Ungewöhnlich scharf war die Kritik am Cheftrainer. 2006 hatte er das Team nach der WM im eigenen Land von Jürgen Klinsmann übernommen und 2014 zum WM-Titel in Brasilien geführt. Löw habe es verpasst, den Umbruch in der Mannschaft einzuleiten, zudem werden dem Süddeutschen taktisch grobe Fehler vorgeworfen. So überraschend das frühe Aus ist: Ein enttäuschendes Abschneiden hatte sich zuletzt angedeutet. Bereits in Vorbereitungsspielen machte die deutsche Mannschaft keinen ­guten Eindruck. Zudem störten Debatten um die beiden türkischstämmigen Nationalspieler Ilkay Gündogan und Mesut Özil die Ruhe rund um die Mannschaft. Die beiden liessen sich – trotz eines höchst angespannten deutsch-türkischen Verhältnisses – in London mit dem türkischen Präsidenten Recep Tayyip Erdogan in freundlicher Einigkeit fotografieren. Danach schwappte über das Nationalteam eine ähnliche Debatte, wie sie die Schweiz schon vor Jahren durchlebt hatte und die nach dem «Doppeladler-Jubel» im Spiel gegen Serbien kurz, aber heftig wieder aufgekommen war: die Frage, wie weit deutsche Nationalspieler mit ­Migrationshintergrund tatsächlich integriert sind.

Löw wird sich die Frage stellen lassen müssen, weshalb er es nicht geschafft hat, aus den talentierten und erfahrenen Spielern eine Mannschaft zu formen. Die Rede ist von Grüppchenbildung.
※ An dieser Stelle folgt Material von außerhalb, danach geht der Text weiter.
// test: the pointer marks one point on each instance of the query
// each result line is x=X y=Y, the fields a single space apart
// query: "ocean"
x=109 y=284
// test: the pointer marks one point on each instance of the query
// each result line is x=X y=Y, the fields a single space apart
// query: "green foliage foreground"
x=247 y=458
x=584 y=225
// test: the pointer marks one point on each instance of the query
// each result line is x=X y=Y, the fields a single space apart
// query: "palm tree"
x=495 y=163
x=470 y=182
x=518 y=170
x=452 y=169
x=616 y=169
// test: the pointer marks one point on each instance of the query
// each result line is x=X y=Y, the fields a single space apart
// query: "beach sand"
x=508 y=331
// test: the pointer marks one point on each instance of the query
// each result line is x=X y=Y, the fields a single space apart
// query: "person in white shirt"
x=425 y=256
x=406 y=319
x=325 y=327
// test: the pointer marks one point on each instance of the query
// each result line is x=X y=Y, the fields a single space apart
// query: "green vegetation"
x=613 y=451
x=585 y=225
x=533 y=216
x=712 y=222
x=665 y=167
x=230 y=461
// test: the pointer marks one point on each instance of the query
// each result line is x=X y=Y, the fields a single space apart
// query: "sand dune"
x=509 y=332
Auch Löws Entscheid, den wegen einer langwierigen Verletzung quasi ohne Spielpraxis ans Turnier gereisten Torhüter Manuel Neuer dem beim FC Barcelona engagierten Marc-André ter Stegen vorzuziehen, dürfte einigen Mitspielern sauer aufgestossen sein, vermuten Experten. Vor allem aber treibt die Öffentlichkeit die Frage um, weshalb es Löw nicht geschafft hat, junge, hungrige Spieler, die im vergangenen Jahr den Konföderationen-Cup in Russland mit begeisterndem und unbeschwertem Fussball gewonnen hatten, in die Mannschaft zu integrieren. Stattdessen setzte Löw für die Mission Titelverteidigung auf die alten, erfahrenen Kräfte, scheute offenbar das Risiko mit «jungen Wilden». «Die meisten Spieler waren viel zu satt. Der Schuss ging nach hinten los», glaubt der frühere Goalie Lutz Pfannenstiel, Experte unter anderem des Schweizer Fernsehens, in einer Videokonferenz mit dem Fachmagazin «Kicker».
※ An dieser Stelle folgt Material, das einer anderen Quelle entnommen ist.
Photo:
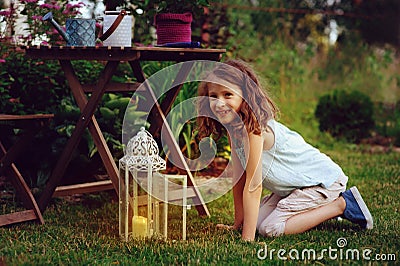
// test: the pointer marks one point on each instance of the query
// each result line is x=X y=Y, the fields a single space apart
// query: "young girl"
x=307 y=187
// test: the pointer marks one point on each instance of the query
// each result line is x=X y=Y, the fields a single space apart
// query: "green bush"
x=345 y=115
Die Deutschen wünschen sich einen Neuanfang

Ob Löw weitermacht, bleibt offen. In Umfragen wünscht sich eine Mehrheit der Deutschen ­einen Neuanfang – ohne den seit zwölf Jahren wirkenden Bundestrainer. Aufgeräumt wurde durch das Ausscheiden übrigens mit einem Mythos, den der ehemalige englische Nationalspieler Gary Lineker einst aufgestellt hatte: «Fussball ist ein einfaches Spiel. 22 Spieler rennen 90 Minuten lang dem Ball hinterher, und am Ende gewinnen immer die Deutschen.» Gestern passte Lineker seinen Satz in einem Tweet nun an: «Am Ende gewinnen nicht mehr immer die Deutschen. Die vorherige Version gehört der Vergangenheit an.»